Вечером в пятницу новый конец получился неважным из-за того, что молодой человек плохо знал свои слова. Но в субботу утром финал удался. Больше всего Джулия любила играть в субботу вечером. В это представление она вложила весь свой талант и сорвала шквал аплодисментов. В зале впервые зазвучали крики «браво».
Так прошли три первых прогона в Нью-Йорке. Спонсоров теперь волновало только освещение. Один из них сказал:
— Кажется, что по такой темной сцене не пройти без собаки-поводыря.
Джек проявил твердость; они обвинили его в излишнем самомнении, упрямстве. Но он стоял на своем.
Вечером, в среду, во время последнего прогона, Кермит ждал в конце зала, пока Джек давал осветителю новые указания. Они досмотрели спектакль до последней сцены. Свет начал усиливаться так медленно, что Кермит заметил это лишь в середине сцены. Поняв, что происходит, он почти перестал дышать до того момента, когда Джулия повернулась лицом к публике.
Ярко освещенная Джулия повернулась к залу своим расплывшимся, опухшим, стареющим лицом. С момента начала сцены она, казалось, постарела на двадцать лет.
Переведя дыхание, Кермит сказал:
— Вы не можете обойтись с ней так!
— Я уже сделал это, — очень твердо сказал Джек. — И если вы попытаетесь мне помешать, я выброшу вас из театра, как Сидни! Понятно, Кермит?
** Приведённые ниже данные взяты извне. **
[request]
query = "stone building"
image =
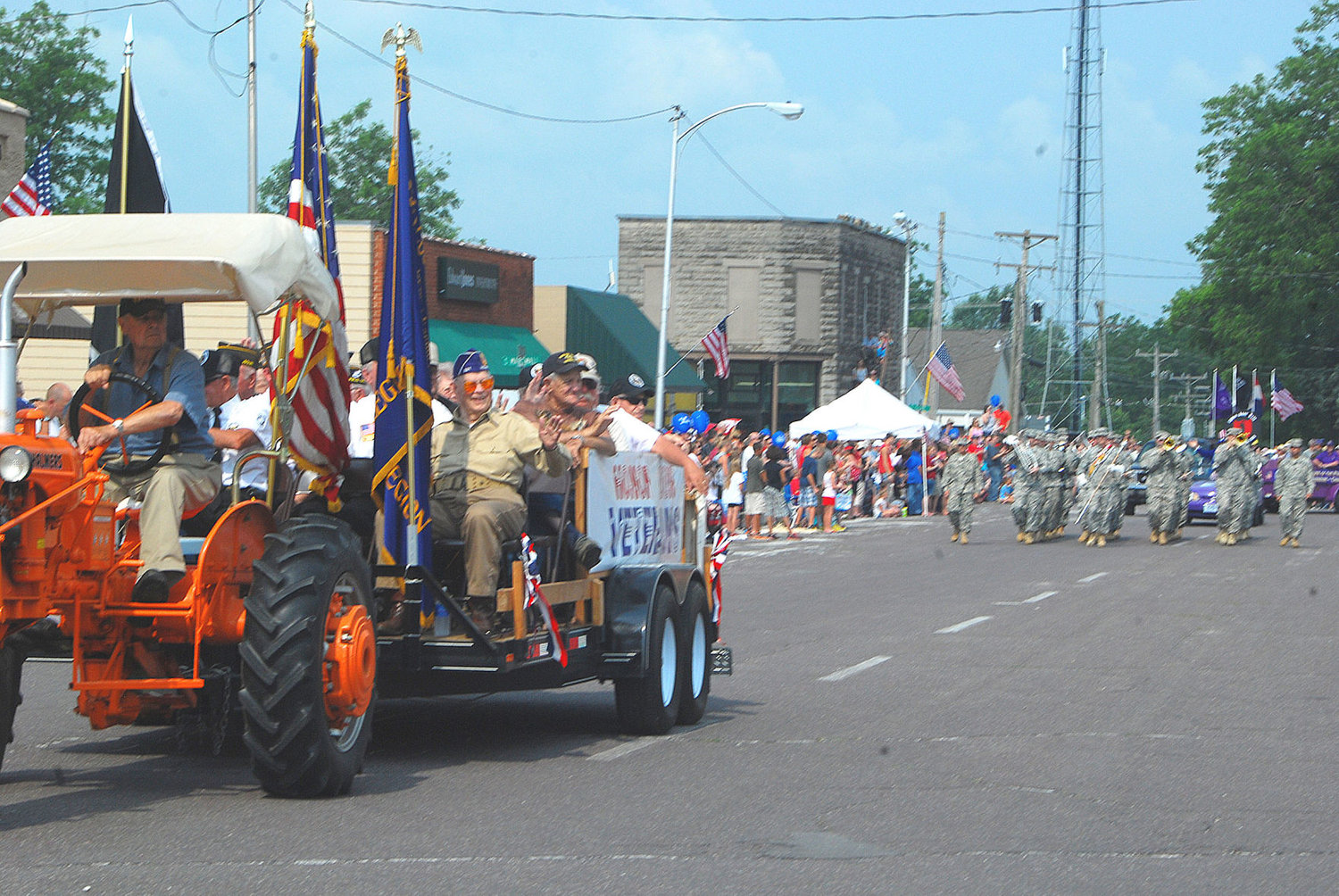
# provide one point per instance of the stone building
(805, 295)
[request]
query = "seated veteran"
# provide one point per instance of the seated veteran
(478, 459)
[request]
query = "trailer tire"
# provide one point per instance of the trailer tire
(650, 705)
(695, 655)
(311, 583)
(11, 666)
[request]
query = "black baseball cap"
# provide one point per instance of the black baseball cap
(139, 307)
(220, 361)
(561, 361)
(631, 386)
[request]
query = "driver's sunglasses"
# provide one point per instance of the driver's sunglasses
(482, 386)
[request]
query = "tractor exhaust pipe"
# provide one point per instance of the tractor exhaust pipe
(10, 351)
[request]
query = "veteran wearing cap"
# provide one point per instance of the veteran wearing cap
(1293, 481)
(187, 478)
(478, 460)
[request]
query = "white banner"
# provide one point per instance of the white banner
(635, 510)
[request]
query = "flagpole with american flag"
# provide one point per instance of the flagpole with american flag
(32, 193)
(718, 345)
(311, 353)
(940, 366)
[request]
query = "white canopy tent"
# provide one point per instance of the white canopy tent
(867, 411)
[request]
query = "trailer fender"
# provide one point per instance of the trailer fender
(628, 593)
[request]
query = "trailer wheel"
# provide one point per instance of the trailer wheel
(695, 655)
(11, 666)
(650, 705)
(310, 660)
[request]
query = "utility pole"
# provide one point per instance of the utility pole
(936, 320)
(1191, 382)
(1157, 383)
(1019, 319)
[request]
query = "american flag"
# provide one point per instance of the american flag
(320, 396)
(535, 598)
(718, 345)
(32, 193)
(1283, 401)
(942, 367)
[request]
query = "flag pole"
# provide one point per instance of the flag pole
(703, 339)
(125, 106)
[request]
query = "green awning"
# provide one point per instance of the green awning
(611, 328)
(508, 348)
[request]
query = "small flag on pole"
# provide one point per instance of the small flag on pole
(1285, 403)
(718, 345)
(942, 369)
(32, 193)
На этом дискуссия закончилась. К счастью, Джулия так сосредоточилась на последней сцене, что не заметила изменения в освещении.
Премьера состоялась вечером следующего дня. Джулия была напряженной, слегка пьяной, но уверенной в успехе — впервые со дня ознакомления с пьесой. Наконец концовка спектакля стала такой, какой ее хотела видеть актриса.
В зале находилась избранная публика: Любой спектакль с участием Джулии Уэст был событием. Тем более сейчас, когда актриса возвращалась на сцену после длительной болезни. Даже театральные снобы, недолюбливавшие Бродвей, поддались обаянию Джулии, прониклись ее игрой; они смеялись и затаивали дыхание, когда она хотела этого.
Для публики не существовали ни другие актеры, ни автор, ни режиссер. Только Джулия Уэст.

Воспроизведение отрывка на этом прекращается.